3. Selim’in tanbur hocası, besteci İzak Efendi’yle ilgili anekdot 250 yıldır fıkra gibi anlatılır: Üstadın başyapıtlarından Beyati Peşrevi dönemin müzik çevrelerinde çok konuşulmaktadır, fakat duyan azdır; ondan başka bilen yoktur. Derlemeci Baba Hamparsum eseri tarihe kaydetmek aşkıyla kıvranmaktadır. Talepleri “zordur, uzundur” gerekçesiyle geçiştirilmektedir. Çaresiz kalınca zengin bir dostundan yardım ister. Dostu, İzhak Efendi’yi konağındaki meşke davet eder. Eseri çalmasını ister. Yan odada gizlenen Hamparsum, kendi geliştirdiği notasyonla peşrevi kağıda aktarır. Daha sonra ortaya çıkıp, kontrol için bestecisinin huzurunda icra eder. “Eserimi çaldın” diye haykırır İzhak Efendi. Konak sahibince sakinleştirilir. Ve Bayati Peşrevi bu sayede günümüze ulaşır.

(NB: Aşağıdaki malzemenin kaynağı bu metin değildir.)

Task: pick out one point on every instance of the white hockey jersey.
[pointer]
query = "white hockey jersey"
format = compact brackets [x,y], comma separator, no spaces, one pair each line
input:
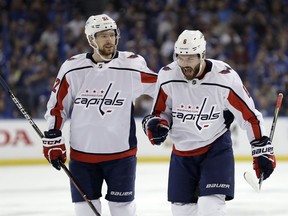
[99,98]
[195,109]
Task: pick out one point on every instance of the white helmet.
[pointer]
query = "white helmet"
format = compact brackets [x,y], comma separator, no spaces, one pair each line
[190,42]
[99,23]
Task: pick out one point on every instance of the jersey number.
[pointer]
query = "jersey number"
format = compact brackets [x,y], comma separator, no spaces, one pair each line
[57,82]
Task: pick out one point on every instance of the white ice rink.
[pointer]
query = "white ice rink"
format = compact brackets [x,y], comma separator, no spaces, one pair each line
[40,190]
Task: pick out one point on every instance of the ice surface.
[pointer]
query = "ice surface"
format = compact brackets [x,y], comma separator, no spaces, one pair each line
[41,191]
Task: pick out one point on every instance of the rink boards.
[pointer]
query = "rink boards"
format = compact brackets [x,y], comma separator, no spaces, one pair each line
[20,144]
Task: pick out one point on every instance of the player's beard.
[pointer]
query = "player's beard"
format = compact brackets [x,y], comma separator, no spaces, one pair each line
[107,50]
[190,73]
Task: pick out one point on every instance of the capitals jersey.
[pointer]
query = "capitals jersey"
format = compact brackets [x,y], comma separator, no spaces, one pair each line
[196,108]
[99,100]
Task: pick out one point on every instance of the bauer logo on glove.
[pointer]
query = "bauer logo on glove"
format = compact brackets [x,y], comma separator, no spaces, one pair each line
[155,128]
[54,147]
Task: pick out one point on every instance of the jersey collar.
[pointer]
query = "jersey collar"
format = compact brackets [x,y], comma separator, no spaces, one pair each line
[89,56]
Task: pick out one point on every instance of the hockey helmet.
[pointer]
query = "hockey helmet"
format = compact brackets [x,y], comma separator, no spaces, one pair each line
[100,23]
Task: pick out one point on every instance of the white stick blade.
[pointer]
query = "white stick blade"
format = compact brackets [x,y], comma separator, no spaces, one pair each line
[251,180]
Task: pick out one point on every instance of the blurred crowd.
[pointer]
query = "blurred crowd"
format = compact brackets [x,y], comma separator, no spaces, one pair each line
[38,35]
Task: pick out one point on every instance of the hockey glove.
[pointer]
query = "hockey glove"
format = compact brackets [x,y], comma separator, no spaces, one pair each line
[155,128]
[54,147]
[263,157]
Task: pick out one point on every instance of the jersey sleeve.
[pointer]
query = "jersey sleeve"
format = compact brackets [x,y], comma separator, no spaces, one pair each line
[241,104]
[147,78]
[60,101]
[162,104]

Osmanlı müziğinin zanaatkar kıskançlığıyla korunan, notaya alma geleneği oluşmadığından kuşaklar boyunca ustadan çırağa meşk yöntemiyle aktarılan önemli pek çok eserleri çağları aşarken ekleme ve çıkarmalarla şekil değiştirdi, hatta bu uzun yolculuk sırasında kayboldu…

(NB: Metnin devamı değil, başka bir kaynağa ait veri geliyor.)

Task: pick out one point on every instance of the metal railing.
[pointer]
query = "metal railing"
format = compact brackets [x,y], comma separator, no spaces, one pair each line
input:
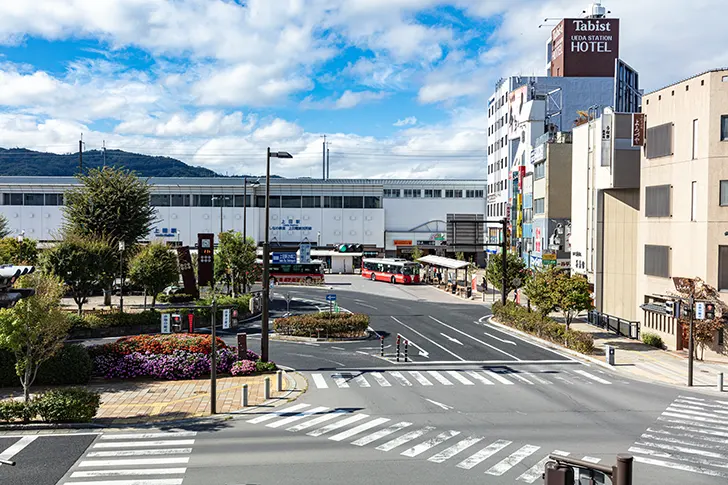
[620,326]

Ses mirasımızı kayda geçirdi

“Darülelhan, öncü eğitim kurumu olarak bilinir, oysa müzik tarihimiz açısından en önemli işlevlerinden biri uzman heyeti oluşturup pek çok önemli eseri tartışarak, yaşayan kaynaklardan doğrulayıp notaya aktarmasıdır” diyor İÜ Osmanlı Müziği Uygulama ve Araştırma Merkezi (OMAR) Müdürü, müzik araştırmacısı, besteci Gönül Paçacı.

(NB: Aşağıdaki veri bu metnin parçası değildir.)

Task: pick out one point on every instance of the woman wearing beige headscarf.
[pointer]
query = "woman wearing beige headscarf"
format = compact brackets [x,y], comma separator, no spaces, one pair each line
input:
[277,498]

Türkiye Maarif Tarihi’ni yazan O. Nuri Ergin’den öğrendiğimize göre, 1914’te sahne sanatları eğitimi vermek üzere açılan Darülbedayi ile başlar modern müzik eğitimi. Kurum, geleneksel müzikten opera ve operetler için yararlanma ve Şark ile Garp müziğini birbirine yaklaştırmanın yollarını aramayı hedef belirlemiştir. 1916 sonunda talimatmamesi yayımlanan, 1 Ocak 1917’de bakanlar kurulu kararıyla resmileşen Darülelhan (Dârü’l-Elhân), doğrudan geleneksel müzik eğitimi vermekle birlikte Batı müziğine uzak değildir. Nitekim Rauf Yekta, Hafız Ahmet Irsoy’la birlikte ders verenler arasında konsere geldiği İstanbul’da hanedandan bir kadına aşık olup şehre yerleşen Macar piyanist Geza de Hegyei, keman virtüözü ve besteci Zeki Üngör yer alır.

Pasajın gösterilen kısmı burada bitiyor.